Using a Credential Provider
A credential provider is a function that returns a GuzzleHttp\Promise\PromiseInterface
that is fulfilled with an Aws\Credentials\CredentialsInterface
instance or
rejected with an Aws\Exception\CredentialsException
. You can use credential
providers to implement your own custom logic for creating credentials or to
optimize credential loading.
Credential providers are passed into the credentials
client constructor
option. Credential providers are asynchronous, which forces them to be lazily
evaluated each time an API operation is invoked. As such, passing in a
credential provider function to an SDK client constructor doesn’t immediately
validate the credentials. If the credential provider doesn’t return a
credentials object, an API operation will be rejected with an
Aws\Exception\CredentialsException
.
use Aws\Credentials\CredentialProvider; use Aws\S3\S3Client; // Use the default credential provider $provider = CredentialProvider::defaultProvider(); // Pass the provider to the client $client = new S3Client([ 'region' => 'us-west-2', 'version' => '2006-03-01', 'credentials' => $provider ]);
Built-In Providers in the SDK
The SDK provides several built-in providers that you can combine with any custom providers.
Credential providers are invoked every time an API operation is performed.
If loading credentials is an expensive task (e.g., loading from disk or a
network resource), or if credentials are not cached by your provider,
consider wrapping your credential provider in an
Aws\Credentials\CredentialProvider::memoize
function. The default
credential provider used by the SDK is automatically memoized.
assumeRole provider
If you use Aws\Credentials\AssumeRoleCredentialProvider
to create credentials by assuming a role,
you need to provide 'client'
information with an StsClient
object and
'assume_role_params'
details, as shown.
To avoid unnecessarily fetching AWS STS credentials on every API operation, you can use
the memoize
function to handle automatically refreshing the credentials when they expire.

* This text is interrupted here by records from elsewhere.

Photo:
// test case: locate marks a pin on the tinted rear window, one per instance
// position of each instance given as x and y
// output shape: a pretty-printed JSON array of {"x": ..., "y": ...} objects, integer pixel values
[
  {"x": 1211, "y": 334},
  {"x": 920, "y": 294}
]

See the following code for an example.
use Aws\Credentials\CredentialProvider; use Aws\Credentials\InstanceProfileProvider; use Aws\Credentials\AssumeRoleCredentialProvider; use Aws\S3\S3Client; use Aws\Sts\StsClient; // Passing Aws\Credentials\AssumeRoleCredentialProvider options directly $profile = new InstanceProfileProvider(); $ARN = "arn:aws:iam::123456789012:role/xaccounts3access"; $sessionName = "s3-access-example"; $assumeRoleCredentials = new AssumeRoleCredentialProvider([ 'client' => new StsClient([ 'region' => 'us-east-2', 'version' => '2011-06-15', 'credentials' => $profile ]), 'assume_role_params' => [ 'RoleArn' => $ARN, 'RoleSessionName' => $sessionName, ], ]); // To avoid unnecessarily fetching STS credentials on every API operation, // the memoize function handles automatically refreshing the credentials when they expire $provider = CredentialProvider::memoize($assumeRoleCredentials); $client = new S3Client([ 'region' => 'us-east-2', 'version' => '2006-03-01', 'credentials' => $provider ]);
For more information regarding 'assume_role_params'
, see AssumeRole.
Chaining Providers
You can chain credential providers by using the
Aws\Credentials\CredentialProvider::chain()
function. This function accepts
a variadic number of arguments, each of which are credential provider
functions. This function then returns a new function that’s the composition of
the provided functions, such that they are invoked one after the other until one
of the providers returns a promise that is fulfilled successfully.
The defaultProvider
uses this composition to check multiple
providers before failing. The source of the defaultProvider
demonstrates
the use of the chain
function.
// This function returns a provider public static function defaultProvider(array $config = []) { // This function is the provider, which is actually the composition // of multiple providers. Notice that we are also memoizing the result by // default. return self::memoize( self::chain( self::env(), self::ini(), self::instanceProfile($config) ) ); }
Creating a Custom Provider
Credential providers are simply functions that when invoked return a promise
(GuzzleHttp\Promise\PromiseInterface
) that is fulfilled with an
Aws\Credentials\CredentialsInterface
object or rejected with an
Aws\Exception\CredentialsException
.
A best practice for creating providers is to create a function that is invoked
to create the actual credential provider. As an example, here’s the source of
the env
provider (slightly modified for example purposes). Notice that it
is a function that returns the actual provider function. This allows you to
easily compose credential providers and pass them around as values.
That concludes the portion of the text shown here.